名前の由来は天頂(zenith)。天文学の概念で、天球上において観測者の真上に当たる点を指す。
オーナー→店長→天頂の変化だろう。
また同時に、あたかも天頂の位置から見つめるが如く、ゲーム全体を俯瞰出来る存在 “ゲームマスター” の意味も含まれていると思われる。
天頂の反対である天底(nadir)もナリアの名前の由来と推測される。
声を演じる井上氏はスーパー戦隊シリーズへの出演は初となり、東映の特撮作品の出演は『人造人間ハカイダー』のミカエル以来の出演となる。
このキャスティングを担当したのは、当時東映アニメーションから特撮に出向していた柴田宏明によるもの。
スーツのデザインや演者からの考察
メーバメダル及びコンティニューメダルの生成過程等から、その正体が仄めかされていたジニスだが、実はその外見自体が彼の正体と本質を象徴するデザインとなっている。

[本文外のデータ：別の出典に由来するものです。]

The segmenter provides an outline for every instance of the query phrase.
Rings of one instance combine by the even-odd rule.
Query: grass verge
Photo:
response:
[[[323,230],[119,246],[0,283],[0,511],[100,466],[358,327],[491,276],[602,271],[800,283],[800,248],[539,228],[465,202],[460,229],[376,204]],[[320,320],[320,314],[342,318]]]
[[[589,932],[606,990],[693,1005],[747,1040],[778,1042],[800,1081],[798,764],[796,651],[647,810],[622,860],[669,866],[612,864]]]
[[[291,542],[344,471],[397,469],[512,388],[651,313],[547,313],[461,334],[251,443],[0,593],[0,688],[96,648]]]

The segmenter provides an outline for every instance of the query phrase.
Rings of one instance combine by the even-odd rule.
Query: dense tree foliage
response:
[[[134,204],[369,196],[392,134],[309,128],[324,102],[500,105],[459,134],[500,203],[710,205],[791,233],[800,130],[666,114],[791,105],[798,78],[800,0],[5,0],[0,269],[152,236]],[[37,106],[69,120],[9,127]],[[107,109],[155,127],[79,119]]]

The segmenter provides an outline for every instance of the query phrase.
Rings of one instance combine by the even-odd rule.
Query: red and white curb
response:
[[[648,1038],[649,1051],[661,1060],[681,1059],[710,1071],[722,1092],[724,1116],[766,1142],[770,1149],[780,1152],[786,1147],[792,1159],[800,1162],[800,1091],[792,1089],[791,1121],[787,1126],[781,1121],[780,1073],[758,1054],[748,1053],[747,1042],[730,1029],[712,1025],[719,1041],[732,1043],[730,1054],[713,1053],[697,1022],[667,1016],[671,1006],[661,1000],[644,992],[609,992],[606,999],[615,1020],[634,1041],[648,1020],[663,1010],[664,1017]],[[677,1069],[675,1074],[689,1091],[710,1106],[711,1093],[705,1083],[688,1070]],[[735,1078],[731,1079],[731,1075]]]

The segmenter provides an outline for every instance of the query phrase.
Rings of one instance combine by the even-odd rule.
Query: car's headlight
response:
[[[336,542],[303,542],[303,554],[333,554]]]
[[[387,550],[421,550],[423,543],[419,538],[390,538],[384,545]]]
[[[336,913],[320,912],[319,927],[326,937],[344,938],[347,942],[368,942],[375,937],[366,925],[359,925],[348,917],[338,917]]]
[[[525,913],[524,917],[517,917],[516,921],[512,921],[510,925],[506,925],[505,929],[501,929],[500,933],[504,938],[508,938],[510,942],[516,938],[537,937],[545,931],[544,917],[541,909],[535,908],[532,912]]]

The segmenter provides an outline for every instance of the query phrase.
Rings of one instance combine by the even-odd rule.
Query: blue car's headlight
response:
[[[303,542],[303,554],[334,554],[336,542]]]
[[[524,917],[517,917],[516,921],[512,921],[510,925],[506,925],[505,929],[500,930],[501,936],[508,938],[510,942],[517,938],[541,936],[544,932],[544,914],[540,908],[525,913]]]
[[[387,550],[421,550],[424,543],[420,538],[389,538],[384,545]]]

まず、特徴的な台座の如き下半身だが、全体的によく見ると本来の姿であるメーバを豪華にしたようなデザインである。更にその上部からスマートかつ端正な上半身が生えているが、この上半身を『理想の姿』と仮称すると、「本来の姿を嫌悪し理想の姿を崇拝する」ジニスの精神構造のイメージをその外見に重ねて見れる。
また、デザインを俯瞰して見るとその外観は「ロングドレスを着た貴婦人」(頭部のデザインも婦人帽の一種・ボネ=ボンネットを連想出来る)なのだが、これは〈メーバの本体⇒生命を生み出す⇒女性的〉の連想から正体を仄めかす為だろう。演者をベテランのスーツアクトレス、神尾直子女史にしたのもここに因むと思われる。